Oh, no. Rather, all you have to do, is look at your email to see the clouds gathering that will eventually produce it. The emails have headers like, "THOUGHT STARTERS?" and "MEETING REQUEST" and "IDEA FORMATION CONFERENCE".

Other tell-tale signs include hallway meetings in which people constantly scratch their heads and business briefs about projects with vague objectives and very short deadlines.

Yes, we're talking "Brainstorm" time and boy do I hate it.

It's not so much the idea of it. No, it's more the misuse of it. The insistence on holding one to make everyone on the team feel like we're all going someplace. The irrational belief that every problem can be solved in a group - especially those problems that simply require one person to sit down and write out a thought or two. The utopian business belief that useful ideas can be group-generated.

I think we all know what I'm talking about.

Here are a few things I've noticed happens in these "idea formation conferences".

1) One person dominates and everyone is frustrated.

2) Junior people wait to find out what Senior people say before they say anything.

3) (Conversely to the above) Junior people use it as a place to prove their value to Senior people and say whatever comes into their head.

4) Men and women flirt with each other shamelessly.

5) You find out the Woman at the whiteboard who is supposed to write everything doesn't write down what you said and you get frustrated - meanwhile she writes down what Frank says every time he says it.
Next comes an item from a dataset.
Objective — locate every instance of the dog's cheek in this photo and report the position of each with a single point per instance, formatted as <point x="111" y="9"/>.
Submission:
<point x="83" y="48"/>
6) You find out the Woman at the whiteboard has a tattoo of Chinese letters on the small of her back when her shirt rides up because she has to write at the top of the whiteboard. (And you wonder where she got it and what it means.)

7) Senior people use the Brainstorm to make sure their ideas win and pretend that the group came up with it and now endorses it.

8) You hear the same idea a hundred times even though it was no good the first time.

9) The people who think the number of ideas are more important than the quality of ideas feel a lot better.

10) After the meeting, the lowest person on the totem pole has to type it all up and send it out in an email.

11) You get an email 24 hours later that the lowest person on the totem pole has typed up with a long list of ideas from the brainstorm but none of it makes sense.


Unfortunately, I'm working at a place that's very very fond of them.

Now don't confuse what I'm saying here to be a condemnation of meetings where people hammer out something - a la "The Room" in sitcom and television writing.

Nor is it a condemnation of large meetings where an open discussion between participants comes up with a thought.

These are often useful because they're spontaneous and specific, usually built around a concrete detail. They're not a conglomeration of people throwing things up at the barn to see what sticks.

Is there anything that can be brainstormed successfully? In my experience, yes, but only one thing. NAMES.

Okay, enough. Back your regularly scheduled blog about theatre and writing.

1 comment:

Dave Tutin said...

I could not agree more!

Brainstorming benefits only one group of people: those who have never had an idea in their lives.

If they had, they'd know it didn't come to them in a brainstorming meeting!

If you want to make yourself cringe check this out.
www.brainstorming.co.uk

The only thing worse than making idea-less people think they're having ideas is a company that makes money from the entire pointless process. Ahhhh!! They even have the nerve to say things like the "group leader will usually be you but you must make it look like you were chosen by the group rather than selecting yourself." I simply cannot believe they DARE put this crap in writing!